There are many OTC antifungal agents that can treat VVC. They generally differ in cost, formulation, and duration of treatment (1, 3, or 7 days), but are all equally effective. These include miconazole (Monistat), tioconazole (Vagistat), and clotrimazole (Gyne-Lotrimin). Although adverse effects are not common, you may experience vaginal burning and/or irritation. It is vital to know that length of treatment does not always correspond with resolution of symptoms, particularly for shorter treatments; symptoms may take up to a week to resolve.

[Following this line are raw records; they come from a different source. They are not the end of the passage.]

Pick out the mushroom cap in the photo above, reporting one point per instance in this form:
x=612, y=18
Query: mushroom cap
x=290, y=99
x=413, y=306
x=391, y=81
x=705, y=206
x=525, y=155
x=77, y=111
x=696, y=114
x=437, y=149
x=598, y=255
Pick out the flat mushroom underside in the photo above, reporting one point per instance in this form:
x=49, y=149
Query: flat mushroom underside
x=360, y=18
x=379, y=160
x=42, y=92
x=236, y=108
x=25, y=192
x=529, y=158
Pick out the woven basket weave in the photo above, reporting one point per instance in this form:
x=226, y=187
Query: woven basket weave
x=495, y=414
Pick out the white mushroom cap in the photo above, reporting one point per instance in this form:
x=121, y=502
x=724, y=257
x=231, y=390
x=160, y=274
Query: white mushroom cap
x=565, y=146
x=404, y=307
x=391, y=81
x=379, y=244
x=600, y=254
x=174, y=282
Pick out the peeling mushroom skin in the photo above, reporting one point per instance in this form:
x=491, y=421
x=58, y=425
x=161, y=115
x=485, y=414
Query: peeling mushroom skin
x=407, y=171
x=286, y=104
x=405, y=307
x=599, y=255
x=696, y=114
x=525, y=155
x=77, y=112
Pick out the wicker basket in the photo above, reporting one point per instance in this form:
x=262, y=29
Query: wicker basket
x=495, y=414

A sitz bath may be used to provide prompt relief. Daily consumption of yogurt with live cultures may help prevent VVC recurrences. It is also important to refrain from sexual intercourse during and for 3 days after treatment; antifungals may damage condoms and diaphragms, leading to unreliable contraception.
When to Seek Medical Attention
Several factors require a medical consult. These include age under 12 years; pregnancy; fever; pain in the lower abdomen, lower back, or shoulder; complicated VVC; use of corticosteroids, antineoplastic drugs, or immunosuppressants; and failure of symptoms to resolve after 1 week of treatment.
Remember, if you have questions, Consult Your Pharmacist.